I'm not saying that men are superior. I'm just saying that you're not going to get a group of middle-aged men to sit in a room and apply cosmetics to themselves under the instruction of Brad Pitt, in hopes of looking more like him. Men would realize that this task was pointless and demeaning. They would find some way to bolster their self-esteem that did not require looking like Brad Pitt. They would say to Brad: ``Oh YEAH? Well what do you know about LAWN CARE, pretty boy?''
Of course, many women will argue that the reason they become obsessed with trying to look like Cindy Crawford is that men, being as shallow as a drop of spit, WANT women to look that way. To which I have two responses:
1. Hey, just because WE'RE idiots, that doesn't mean YOU have to be; and
2. Men don't even notice 97 percent of the beauty efforts you make anyway. Take fingernails. The average woman spends 5,000 hours per year worrying about her fingernails; I have never once, in more than 40 years of listening to men talk about women, heard a man say, ''She has a nice set of fingernails!'' Many men would not notice if a woman had upward of four hands.
Anyway, to get back to my original point: If you're a man, and a woman asks you how she looks, you're in big trouble. Obviously, you can't say she looks bad. But you also can't say that she looks great, because she'll think you're lying, because she has spent countless hours, with the help of the multibillion-dollar beauty industry, obsessing about the differences between herself and Cindy Crawford. Also, she suspects that you're not qualified to judge anybody's appearance. This is because you have shaving cream in your hair. (Dave Barry - Beauty and the Beast 1998)
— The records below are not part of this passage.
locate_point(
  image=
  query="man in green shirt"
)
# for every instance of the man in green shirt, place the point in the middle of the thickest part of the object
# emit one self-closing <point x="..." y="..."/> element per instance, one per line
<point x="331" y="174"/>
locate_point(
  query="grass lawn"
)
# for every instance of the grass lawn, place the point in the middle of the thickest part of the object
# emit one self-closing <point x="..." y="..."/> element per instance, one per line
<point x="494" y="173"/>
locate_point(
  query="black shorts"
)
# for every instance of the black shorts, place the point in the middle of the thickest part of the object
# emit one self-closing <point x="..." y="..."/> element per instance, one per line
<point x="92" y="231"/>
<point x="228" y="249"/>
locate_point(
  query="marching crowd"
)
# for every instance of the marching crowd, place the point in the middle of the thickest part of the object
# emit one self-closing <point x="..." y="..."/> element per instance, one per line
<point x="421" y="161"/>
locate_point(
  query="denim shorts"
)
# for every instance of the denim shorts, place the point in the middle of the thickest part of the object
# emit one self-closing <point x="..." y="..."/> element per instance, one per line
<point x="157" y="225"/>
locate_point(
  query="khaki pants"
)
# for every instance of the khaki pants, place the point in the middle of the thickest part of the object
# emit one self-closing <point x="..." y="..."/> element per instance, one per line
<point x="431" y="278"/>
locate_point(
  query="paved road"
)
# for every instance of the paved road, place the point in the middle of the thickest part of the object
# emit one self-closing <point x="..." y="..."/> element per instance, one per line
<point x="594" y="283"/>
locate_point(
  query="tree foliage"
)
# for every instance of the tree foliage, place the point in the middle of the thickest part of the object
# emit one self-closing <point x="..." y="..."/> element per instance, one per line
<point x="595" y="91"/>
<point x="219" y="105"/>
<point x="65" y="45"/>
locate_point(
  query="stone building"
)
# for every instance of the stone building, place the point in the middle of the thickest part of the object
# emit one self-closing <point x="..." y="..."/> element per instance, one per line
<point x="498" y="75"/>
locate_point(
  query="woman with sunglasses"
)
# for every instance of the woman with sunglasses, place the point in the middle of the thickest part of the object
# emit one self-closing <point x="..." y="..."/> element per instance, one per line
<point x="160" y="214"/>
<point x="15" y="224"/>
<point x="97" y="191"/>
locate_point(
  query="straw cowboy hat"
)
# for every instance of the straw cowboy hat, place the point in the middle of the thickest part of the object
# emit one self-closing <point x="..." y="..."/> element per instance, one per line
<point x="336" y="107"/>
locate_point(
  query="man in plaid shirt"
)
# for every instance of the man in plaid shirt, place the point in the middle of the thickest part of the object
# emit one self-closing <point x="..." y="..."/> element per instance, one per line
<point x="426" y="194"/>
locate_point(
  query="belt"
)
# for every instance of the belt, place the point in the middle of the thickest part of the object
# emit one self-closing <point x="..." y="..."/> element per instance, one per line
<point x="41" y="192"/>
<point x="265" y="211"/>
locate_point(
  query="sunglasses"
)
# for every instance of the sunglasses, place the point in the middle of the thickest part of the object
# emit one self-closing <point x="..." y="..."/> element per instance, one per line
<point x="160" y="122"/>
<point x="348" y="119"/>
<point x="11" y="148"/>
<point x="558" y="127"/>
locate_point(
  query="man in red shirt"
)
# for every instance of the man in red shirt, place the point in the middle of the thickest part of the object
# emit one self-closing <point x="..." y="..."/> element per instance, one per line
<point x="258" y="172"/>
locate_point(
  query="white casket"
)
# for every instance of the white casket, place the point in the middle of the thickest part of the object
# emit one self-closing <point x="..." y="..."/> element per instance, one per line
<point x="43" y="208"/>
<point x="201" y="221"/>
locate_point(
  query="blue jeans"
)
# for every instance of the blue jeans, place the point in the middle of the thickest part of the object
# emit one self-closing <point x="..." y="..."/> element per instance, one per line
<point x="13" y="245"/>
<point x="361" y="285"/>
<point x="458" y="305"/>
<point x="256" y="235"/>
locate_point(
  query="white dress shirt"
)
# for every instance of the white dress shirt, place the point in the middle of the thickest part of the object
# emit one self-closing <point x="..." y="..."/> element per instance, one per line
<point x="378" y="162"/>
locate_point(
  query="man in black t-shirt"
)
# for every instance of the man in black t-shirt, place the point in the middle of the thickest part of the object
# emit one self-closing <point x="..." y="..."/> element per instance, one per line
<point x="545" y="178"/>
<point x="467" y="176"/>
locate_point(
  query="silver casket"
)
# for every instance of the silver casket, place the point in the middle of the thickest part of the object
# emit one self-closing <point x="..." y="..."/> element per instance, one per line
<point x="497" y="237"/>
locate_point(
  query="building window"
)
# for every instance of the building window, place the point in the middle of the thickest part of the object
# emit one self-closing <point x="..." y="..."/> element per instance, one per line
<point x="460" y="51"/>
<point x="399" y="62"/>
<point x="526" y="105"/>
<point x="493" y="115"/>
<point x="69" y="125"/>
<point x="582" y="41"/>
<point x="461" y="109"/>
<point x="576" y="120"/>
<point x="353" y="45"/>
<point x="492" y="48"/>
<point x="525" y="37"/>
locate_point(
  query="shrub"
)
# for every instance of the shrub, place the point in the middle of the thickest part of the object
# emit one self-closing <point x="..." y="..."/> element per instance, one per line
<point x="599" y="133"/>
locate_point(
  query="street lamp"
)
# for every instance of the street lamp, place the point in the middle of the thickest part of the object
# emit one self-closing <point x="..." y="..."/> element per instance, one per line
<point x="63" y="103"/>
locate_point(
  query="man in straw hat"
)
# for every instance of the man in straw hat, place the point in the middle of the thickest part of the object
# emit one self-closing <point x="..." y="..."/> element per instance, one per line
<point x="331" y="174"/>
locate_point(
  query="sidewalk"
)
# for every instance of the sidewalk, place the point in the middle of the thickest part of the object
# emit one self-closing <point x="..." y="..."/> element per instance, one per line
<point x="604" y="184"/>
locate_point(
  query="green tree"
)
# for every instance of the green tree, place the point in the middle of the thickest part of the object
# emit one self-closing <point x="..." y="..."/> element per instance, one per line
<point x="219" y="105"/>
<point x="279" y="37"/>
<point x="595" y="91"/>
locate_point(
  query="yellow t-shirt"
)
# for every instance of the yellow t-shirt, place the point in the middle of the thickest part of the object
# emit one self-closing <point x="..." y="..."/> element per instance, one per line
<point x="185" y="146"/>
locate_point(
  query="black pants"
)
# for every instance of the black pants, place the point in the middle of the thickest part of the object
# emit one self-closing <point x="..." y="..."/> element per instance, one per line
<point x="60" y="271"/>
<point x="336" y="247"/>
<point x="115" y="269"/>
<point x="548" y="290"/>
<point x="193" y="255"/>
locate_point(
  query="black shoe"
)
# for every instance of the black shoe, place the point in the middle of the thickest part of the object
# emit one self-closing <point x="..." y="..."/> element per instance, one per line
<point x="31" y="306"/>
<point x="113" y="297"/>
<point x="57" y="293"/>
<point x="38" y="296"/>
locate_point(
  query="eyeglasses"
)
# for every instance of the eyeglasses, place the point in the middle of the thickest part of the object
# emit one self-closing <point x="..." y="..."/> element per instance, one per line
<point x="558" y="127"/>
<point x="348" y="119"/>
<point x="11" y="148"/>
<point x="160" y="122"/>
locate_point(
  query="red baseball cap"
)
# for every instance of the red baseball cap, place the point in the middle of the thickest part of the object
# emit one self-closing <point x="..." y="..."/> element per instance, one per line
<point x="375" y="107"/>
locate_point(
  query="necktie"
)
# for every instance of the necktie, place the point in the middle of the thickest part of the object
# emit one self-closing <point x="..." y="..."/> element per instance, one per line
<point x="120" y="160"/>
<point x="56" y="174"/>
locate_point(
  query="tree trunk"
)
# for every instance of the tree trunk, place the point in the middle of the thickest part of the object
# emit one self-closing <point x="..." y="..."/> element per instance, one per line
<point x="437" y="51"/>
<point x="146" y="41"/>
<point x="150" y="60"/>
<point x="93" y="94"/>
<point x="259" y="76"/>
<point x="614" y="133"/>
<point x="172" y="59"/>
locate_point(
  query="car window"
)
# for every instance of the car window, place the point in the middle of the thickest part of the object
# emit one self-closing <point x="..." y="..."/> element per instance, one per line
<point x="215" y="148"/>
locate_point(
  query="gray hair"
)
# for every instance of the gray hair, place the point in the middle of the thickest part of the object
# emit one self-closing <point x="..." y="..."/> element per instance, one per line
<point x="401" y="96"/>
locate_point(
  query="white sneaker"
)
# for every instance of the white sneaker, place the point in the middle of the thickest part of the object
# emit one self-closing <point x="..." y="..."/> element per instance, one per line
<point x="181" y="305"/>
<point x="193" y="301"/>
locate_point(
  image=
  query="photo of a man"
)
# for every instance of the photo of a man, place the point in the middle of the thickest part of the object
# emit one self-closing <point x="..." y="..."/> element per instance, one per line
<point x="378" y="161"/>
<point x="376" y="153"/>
Between Dr. Forste and Dave Barry I saw yet again that women (and of course, me) are simply too hard on themselves.  We have heard this message one million times, but we keep piling it on.  We keep wondering why we aren't thin, or wrinkle free....why aren't we sunning on the beach or walking the red carpet?  When will we understand that we are comparing ourselves to something that does not even exist.  I once had a very close friendship (we just played tennis) with a male celebrity who had an onscreen persona of a family man and really good guy.  Actually he was a lecherous degenerate who was routinely unfaithful to his wife.   I know that what we are sold and told is not real and yet I continue to fall for it.
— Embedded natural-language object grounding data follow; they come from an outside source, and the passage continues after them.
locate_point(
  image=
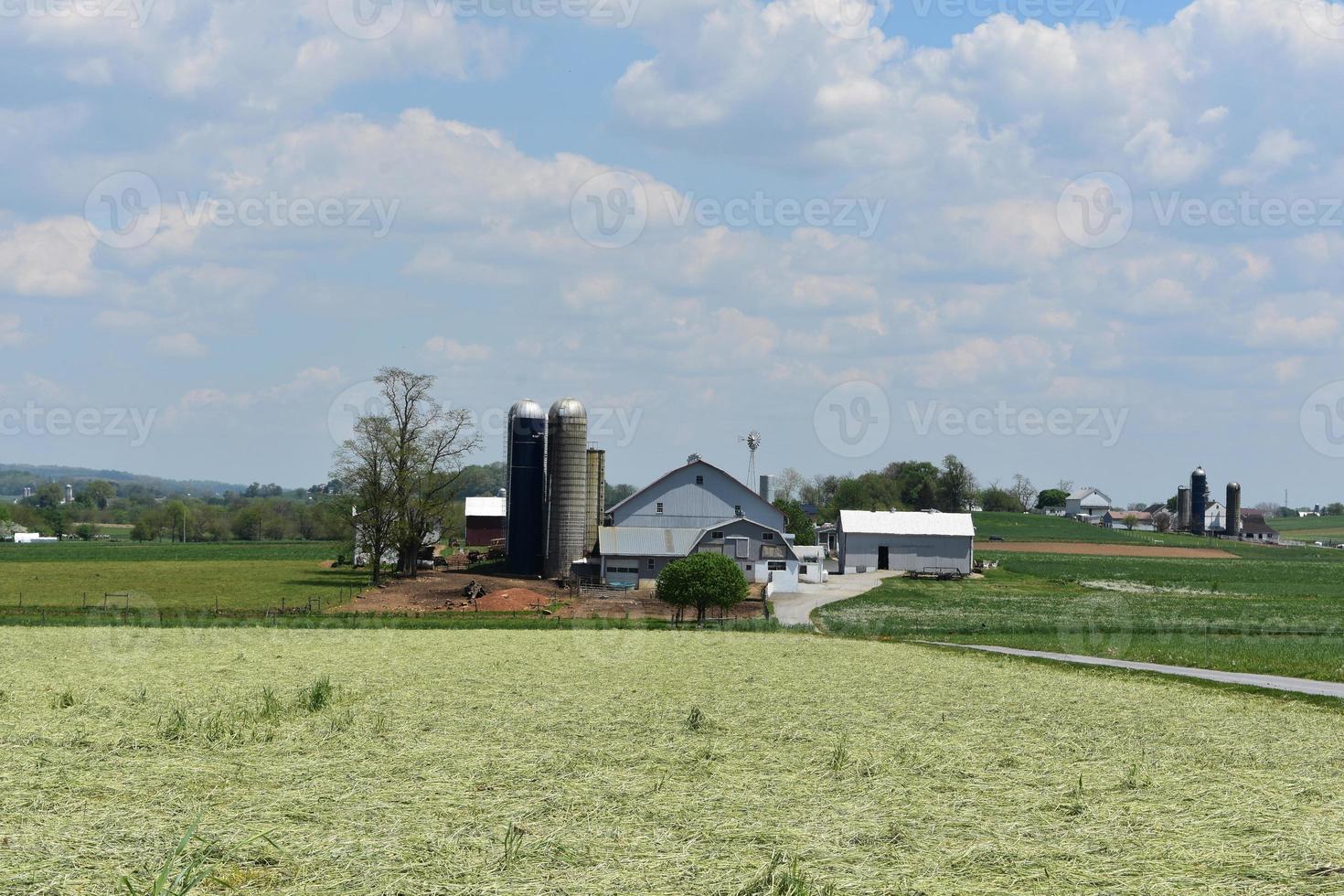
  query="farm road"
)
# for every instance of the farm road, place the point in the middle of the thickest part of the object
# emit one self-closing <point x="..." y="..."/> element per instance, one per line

Here is what I hear in my head, "Why aren't I perfect?  Why didn't I accomplish x,y and z today?"  My planner said I could, my list screamed at me - daring me to fail. And then laughing when I came up short.  Came up short?  Do you hear that?  
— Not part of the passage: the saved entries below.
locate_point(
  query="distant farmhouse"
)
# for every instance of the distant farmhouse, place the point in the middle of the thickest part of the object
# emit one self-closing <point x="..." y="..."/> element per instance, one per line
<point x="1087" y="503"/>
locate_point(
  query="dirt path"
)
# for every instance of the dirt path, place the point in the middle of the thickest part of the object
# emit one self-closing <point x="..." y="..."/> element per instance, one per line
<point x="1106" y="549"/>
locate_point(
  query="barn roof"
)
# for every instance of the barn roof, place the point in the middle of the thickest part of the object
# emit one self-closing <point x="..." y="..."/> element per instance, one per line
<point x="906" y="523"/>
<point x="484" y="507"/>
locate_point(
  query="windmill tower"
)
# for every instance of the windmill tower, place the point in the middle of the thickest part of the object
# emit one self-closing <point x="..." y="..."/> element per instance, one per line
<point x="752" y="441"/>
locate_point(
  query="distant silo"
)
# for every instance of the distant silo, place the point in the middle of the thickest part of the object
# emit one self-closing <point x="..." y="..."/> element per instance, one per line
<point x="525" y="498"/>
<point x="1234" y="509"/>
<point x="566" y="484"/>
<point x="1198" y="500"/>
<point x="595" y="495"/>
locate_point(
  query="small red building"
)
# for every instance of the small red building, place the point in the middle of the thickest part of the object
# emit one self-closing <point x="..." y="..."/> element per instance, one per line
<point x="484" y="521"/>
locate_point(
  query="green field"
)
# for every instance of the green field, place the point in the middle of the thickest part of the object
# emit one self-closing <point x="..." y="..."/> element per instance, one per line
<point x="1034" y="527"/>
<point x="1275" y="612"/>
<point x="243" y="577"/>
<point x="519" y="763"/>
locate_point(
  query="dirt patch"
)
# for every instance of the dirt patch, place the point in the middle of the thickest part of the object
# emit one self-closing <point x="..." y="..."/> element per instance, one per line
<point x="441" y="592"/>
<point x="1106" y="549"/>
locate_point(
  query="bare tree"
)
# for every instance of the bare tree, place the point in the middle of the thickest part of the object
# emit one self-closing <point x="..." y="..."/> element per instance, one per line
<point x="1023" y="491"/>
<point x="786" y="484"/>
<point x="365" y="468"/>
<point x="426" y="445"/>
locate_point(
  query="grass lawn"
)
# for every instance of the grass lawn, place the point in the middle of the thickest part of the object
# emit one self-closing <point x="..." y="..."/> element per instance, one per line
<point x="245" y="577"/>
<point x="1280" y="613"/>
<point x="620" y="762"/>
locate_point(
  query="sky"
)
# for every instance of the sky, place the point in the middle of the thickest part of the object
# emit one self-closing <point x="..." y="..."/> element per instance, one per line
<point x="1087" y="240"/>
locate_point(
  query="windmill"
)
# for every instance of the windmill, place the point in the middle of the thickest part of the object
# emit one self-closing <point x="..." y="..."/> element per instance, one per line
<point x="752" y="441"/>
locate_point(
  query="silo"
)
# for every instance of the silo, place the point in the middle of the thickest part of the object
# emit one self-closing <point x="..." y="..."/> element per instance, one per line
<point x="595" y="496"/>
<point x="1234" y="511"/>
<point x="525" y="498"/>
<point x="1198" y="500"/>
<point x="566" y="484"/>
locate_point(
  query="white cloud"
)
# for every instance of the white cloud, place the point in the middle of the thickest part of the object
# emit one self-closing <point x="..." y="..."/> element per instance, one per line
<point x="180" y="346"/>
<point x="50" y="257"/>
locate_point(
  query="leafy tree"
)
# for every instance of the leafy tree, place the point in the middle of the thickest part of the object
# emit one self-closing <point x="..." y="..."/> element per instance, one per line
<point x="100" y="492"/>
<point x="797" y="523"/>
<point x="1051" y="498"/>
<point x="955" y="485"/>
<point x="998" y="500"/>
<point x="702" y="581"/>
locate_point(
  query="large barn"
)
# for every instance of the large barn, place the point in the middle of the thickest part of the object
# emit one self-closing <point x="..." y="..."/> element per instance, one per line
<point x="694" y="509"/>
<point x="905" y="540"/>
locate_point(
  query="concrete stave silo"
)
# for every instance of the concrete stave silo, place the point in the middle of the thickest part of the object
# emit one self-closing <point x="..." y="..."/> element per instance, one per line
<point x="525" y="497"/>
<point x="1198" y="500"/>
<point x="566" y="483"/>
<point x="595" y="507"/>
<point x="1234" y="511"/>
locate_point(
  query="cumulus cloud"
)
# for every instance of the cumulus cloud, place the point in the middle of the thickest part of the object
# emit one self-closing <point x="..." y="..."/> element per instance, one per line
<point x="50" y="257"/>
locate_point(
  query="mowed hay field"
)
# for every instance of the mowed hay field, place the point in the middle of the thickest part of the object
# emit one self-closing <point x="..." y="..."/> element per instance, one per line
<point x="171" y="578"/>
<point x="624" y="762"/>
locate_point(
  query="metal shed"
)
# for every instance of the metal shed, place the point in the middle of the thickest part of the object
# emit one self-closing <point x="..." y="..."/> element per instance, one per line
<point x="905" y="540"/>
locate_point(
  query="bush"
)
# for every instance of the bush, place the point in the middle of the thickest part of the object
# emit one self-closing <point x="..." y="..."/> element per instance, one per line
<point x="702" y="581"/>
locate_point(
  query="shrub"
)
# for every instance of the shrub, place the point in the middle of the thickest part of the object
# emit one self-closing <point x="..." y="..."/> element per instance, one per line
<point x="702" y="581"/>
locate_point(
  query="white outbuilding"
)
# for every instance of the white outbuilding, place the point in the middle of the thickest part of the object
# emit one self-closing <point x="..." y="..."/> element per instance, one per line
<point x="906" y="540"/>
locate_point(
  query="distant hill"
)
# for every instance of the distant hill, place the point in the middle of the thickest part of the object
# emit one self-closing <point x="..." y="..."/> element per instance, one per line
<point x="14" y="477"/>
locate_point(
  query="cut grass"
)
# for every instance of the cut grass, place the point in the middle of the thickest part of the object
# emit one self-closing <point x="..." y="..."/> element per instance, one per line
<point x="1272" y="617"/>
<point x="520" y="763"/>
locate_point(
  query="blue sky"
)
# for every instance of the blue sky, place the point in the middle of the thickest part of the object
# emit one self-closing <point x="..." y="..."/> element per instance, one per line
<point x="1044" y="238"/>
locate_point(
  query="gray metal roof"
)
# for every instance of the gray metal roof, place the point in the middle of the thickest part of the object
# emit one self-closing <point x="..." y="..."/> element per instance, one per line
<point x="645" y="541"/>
Why aren't I perfect?  Because I was never supposed to be perfect. 

Women are NOT supposed to be perfect.  Men have figured that out about themselves.  Perfection to them comes in the form of a wave, a steak or a cigar.

What if we could lighten up as women, if we could give each other a break, then maybe we could give ourselves a break.  
What if we could see, I mean really see that we are all different, with different qualities, gifts and talents....because some of us can sing, or write or cook.  But then some of us are not very good leaders, or we are as organized as a food fight....alone we are far from perfect, but together, together we can be perfect. 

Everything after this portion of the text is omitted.